We have been using Quicksight for a few weeks now.
We created several analysis and we use a date range control to display our monthly data.
However we spotted that for a given month (For example June 2023), the data is not always the same if we close and open again the analysis 10 min after for example. (And it is exactly the same date range, at the second !!).
How is that possible? Did anyone ever experienced that? And what could be the causes of that?
Our setup if the following:
- We use a S3 Quicksight manifest to ingest our data. Our manifest looks like that:
- A Python script is sending new data (.csv file) in the folder A every hour and is refreshing the dataset using boto3
- The refresh is usually always done within 1min10 sec. No skipped rows and around 4 067 013 ingested rows (and dataset rows)

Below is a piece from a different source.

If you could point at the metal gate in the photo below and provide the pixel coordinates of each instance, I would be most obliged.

- We saw data differences for the same month within the same hour, and it was not exactly when an automatic refresh was happening.

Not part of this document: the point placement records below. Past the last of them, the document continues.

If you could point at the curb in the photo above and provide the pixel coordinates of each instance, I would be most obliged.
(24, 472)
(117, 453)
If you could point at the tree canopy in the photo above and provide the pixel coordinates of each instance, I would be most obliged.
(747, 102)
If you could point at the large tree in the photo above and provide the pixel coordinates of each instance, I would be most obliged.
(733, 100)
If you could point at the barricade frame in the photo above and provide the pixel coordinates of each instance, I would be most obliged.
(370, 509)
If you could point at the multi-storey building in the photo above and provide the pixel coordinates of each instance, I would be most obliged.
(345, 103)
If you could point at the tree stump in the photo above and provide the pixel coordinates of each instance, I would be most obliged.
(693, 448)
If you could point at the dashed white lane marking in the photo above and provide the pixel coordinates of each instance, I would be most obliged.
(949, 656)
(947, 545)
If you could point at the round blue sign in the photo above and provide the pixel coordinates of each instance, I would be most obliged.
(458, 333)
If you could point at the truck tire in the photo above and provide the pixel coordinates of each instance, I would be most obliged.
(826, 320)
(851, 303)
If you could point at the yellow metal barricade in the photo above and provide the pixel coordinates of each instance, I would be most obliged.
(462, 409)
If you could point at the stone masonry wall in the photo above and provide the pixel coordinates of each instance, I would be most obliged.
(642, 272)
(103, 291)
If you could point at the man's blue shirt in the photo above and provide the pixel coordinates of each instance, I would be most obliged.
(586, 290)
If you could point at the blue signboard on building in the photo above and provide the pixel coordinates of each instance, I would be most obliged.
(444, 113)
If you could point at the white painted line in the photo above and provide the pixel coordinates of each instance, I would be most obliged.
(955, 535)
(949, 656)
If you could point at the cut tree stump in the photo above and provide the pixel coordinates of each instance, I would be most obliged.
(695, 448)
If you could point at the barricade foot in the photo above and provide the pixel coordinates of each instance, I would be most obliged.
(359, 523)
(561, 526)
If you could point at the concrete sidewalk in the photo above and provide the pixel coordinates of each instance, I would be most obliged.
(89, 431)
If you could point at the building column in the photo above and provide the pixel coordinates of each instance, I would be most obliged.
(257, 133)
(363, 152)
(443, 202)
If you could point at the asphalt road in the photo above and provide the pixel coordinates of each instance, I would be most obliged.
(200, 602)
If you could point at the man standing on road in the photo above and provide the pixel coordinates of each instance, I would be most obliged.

- In quicksight itself: At the dataset level we got calculated fields and one parameter. At the analysis level we got several filters that applied to all visuals, calculated fields and a linked parameter coming from dataset.
( - Not sure if it is important to mention: at the end of the day a script is merging all hours.csv into days.csv and delete hours.csv. Il also deletes days.csv > 2 years, because there is a limit of 1000 files for the S3 manifest. Anyway, it is not a merging error, as the merging is just for the last day. And we are in July, looking at June data. So june csv files are not modified by any scripts)
- The dates of the newly inserted data are always the date of the day. We were in July when we looked at the June analysis dashboard, so the new data that is arriving can’t be inserted in the June range.
Let us know your thoughts on why, sometimes, we see data differences for the same month (not the current one) when we close and open again the analysis 5 min after.